Geschrieben am 03.09.2017 | Aktualisiert am 03.09.2017
Besucht am 25.08.2017 Besuchszeit: Abendessen 2 Personen Rechnungsbetrag: 70 EUR
Der zweite Teil meiner diesjährigen Erlebnisse im schönen Garmisch-Partenkirchen, chronologisch nicht ganz korrekt aber die – dämmerlichtbedingt teilweise leider einen Hauch unscharfen – Fotos sprangen mich geradezu an; heute sind wir zu Gast beim „Steirer Sepp“ im Herzen Garmischs.

Dank der wunderbaren Lage unseres liebenswerten kleinen Hotels, sind wir auf dem kurzen Fußweg über die Klammstraße ins Ortszentrum schon oft an diesem Restaurant vorbeigegangen und bei der Gelegenheit habe ich den ein oder anderen Blick auf die Karte geworfen.

Was ich dort sah, sprach mich grundsätzlich an, mir fehlte aber immer ein klar umrissenes Profil, natürlich fand sich das ein oder andere kulinarische Zitat aus der Steiermark, vornehmlich in Form des unvermeidlichen Kürbiskernöls, allerdings auch viele Gerichte die klar machten, das man möglichst viele Personen ansprechen möchte, so z.B. „Hamburger Pannfisch mit Senfsauce“ – vielleicht doch eine Touristenfalle?

Da ich aber über die Steak Abteilung gestolpert bin, dort verheißungsvolle Dinge wie „regional“, „Weidenhaltung“ und „vier Wochen dry aged“ las, meine samstägliche Steak-Sause in dieser Woche dank des Besuches eines unvergesslichen Musikfestivals auf dem Wank ausfallen würde, hielt ich Rücksprache mit Obacht und diese gab Entwarnung: hier könne man durchaus kochen, wenn auch bisweilen nicht zu Schnäppchenpreisen.

Außerdem gab sie uns den Tipp, unbedingt im hübschen Außenbereich zu sitzen, da es im Gebäude selbst sehr eng zugehe, was die Tischabstände angehe und was im Sommer die dortigen Temperaturen sicher auch nicht unbedingt angenehm beeinflussen dürfte – letzteres für mich ein Faktor, der mir durchaus den Abend verderben kann, Hitze und stickige Luft sind mir ein Graus. 
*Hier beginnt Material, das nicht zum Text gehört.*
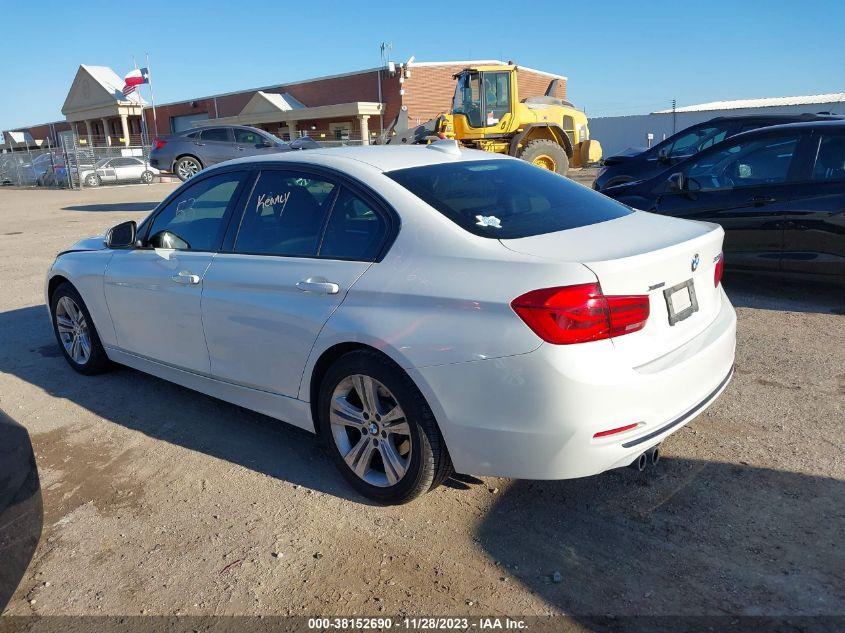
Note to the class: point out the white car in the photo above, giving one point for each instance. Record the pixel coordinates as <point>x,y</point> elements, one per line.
<point>423,309</point>
<point>120,169</point>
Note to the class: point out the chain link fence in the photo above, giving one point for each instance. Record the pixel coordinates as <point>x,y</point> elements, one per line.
<point>76,164</point>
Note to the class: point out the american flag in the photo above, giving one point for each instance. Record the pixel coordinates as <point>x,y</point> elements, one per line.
<point>135,78</point>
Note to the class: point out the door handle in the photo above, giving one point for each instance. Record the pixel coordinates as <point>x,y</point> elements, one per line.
<point>318,285</point>
<point>186,278</point>
<point>759,201</point>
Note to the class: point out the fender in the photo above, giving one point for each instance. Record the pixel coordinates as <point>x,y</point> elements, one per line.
<point>554,128</point>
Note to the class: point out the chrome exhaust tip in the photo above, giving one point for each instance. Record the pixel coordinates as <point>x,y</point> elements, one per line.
<point>640,463</point>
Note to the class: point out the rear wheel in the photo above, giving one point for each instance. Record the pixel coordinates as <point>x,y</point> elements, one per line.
<point>75,332</point>
<point>187,167</point>
<point>546,154</point>
<point>379,429</point>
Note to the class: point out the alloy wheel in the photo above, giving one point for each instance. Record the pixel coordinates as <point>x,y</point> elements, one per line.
<point>188,168</point>
<point>73,330</point>
<point>370,430</point>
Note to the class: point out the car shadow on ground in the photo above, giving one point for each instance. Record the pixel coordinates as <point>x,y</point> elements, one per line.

Hitze hatte auch diesen Tag im Griff, so daß ich mich wie im letzten Jahr am frühen Abend nach einem kleinen Wanderausflug an den Rießersee erst einmal in das nahe Alpspitzbad begab um meinen gestählten Körper mit mehreren Kilometern Kraulen und Schmetterling in Form zu halten.

Das hatte den Vorteil, daß wir erst gegen halb neun am Restaurant waren, die Socken-in-Sandalen Fraktion hatte schon längst gegessen und saß mit dem zweiten Weizen im Anschlag vor der Flimmerkiste und wir hatten somit keine Probleme einen schönen Tisch auf der Terrasse zu ergattern.
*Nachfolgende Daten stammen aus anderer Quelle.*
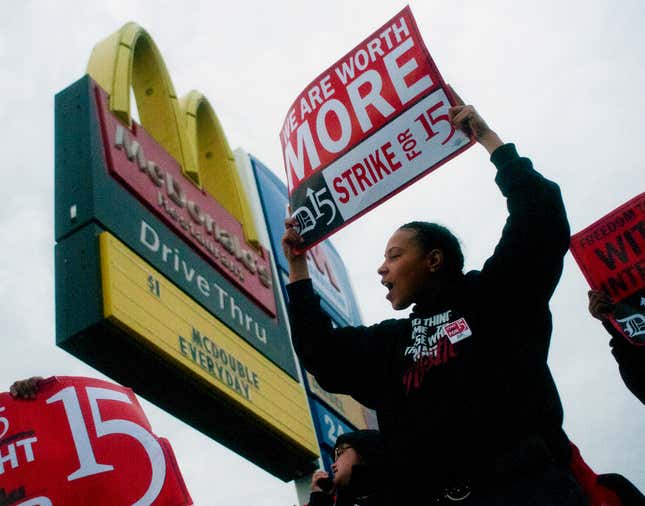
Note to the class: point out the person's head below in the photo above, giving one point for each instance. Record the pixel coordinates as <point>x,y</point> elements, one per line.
<point>358,448</point>
<point>419,257</point>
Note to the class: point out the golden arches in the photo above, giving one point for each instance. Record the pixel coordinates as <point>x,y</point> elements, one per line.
<point>189,131</point>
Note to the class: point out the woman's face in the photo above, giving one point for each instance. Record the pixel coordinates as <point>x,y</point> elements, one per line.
<point>406,270</point>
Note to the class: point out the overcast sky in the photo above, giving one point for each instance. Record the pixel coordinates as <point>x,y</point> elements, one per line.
<point>563,80</point>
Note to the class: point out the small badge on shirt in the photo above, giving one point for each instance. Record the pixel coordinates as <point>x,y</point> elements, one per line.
<point>457,330</point>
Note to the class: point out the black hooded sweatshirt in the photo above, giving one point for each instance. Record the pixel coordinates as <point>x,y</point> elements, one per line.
<point>464,381</point>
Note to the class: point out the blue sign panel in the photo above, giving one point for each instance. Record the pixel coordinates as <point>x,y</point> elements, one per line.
<point>329,425</point>
<point>326,268</point>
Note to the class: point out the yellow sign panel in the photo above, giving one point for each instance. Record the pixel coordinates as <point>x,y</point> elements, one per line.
<point>148,305</point>
<point>343,404</point>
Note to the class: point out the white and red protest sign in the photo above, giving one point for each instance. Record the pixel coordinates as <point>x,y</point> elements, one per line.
<point>84,441</point>
<point>367,127</point>
<point>611,255</point>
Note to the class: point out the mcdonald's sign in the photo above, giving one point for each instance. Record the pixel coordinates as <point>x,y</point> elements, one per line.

Die Terrasse ist in der Tat ein lauschiges, gepflegtes Plätzchen, unter farbenfrohen Markisen sitzt man an einfachen, aber stimmungs- und geschmackvoll eingedeckten Tischen, frische Blumen und Pflanzen umgeben die Gäste, nett hier.





Ich warf einen Blick in den Innenraum und ich konnte Obachts Ratschlag umso mehr nachvollziehen: eng ist es dort, die Tische nah bei einander, das Ambiente eher etwas für 70er Vintage Fans, ich war umso glücklicher ob unserer luftigen Platzwahl an diesem lauen, windstillen Sommerabend.

Zwei junge Damen mit starkem südost-europäischem Akzent leisteten den Service, eine im klassischen Schwarz-Weiß klar als Service-Kraft erkennbar, die andere eher Bauart „Posh Spice“ in einem eher eleganten Abendkleid mit entsprechendem Make-Up, jedoch weit entfernt von überkandidelt.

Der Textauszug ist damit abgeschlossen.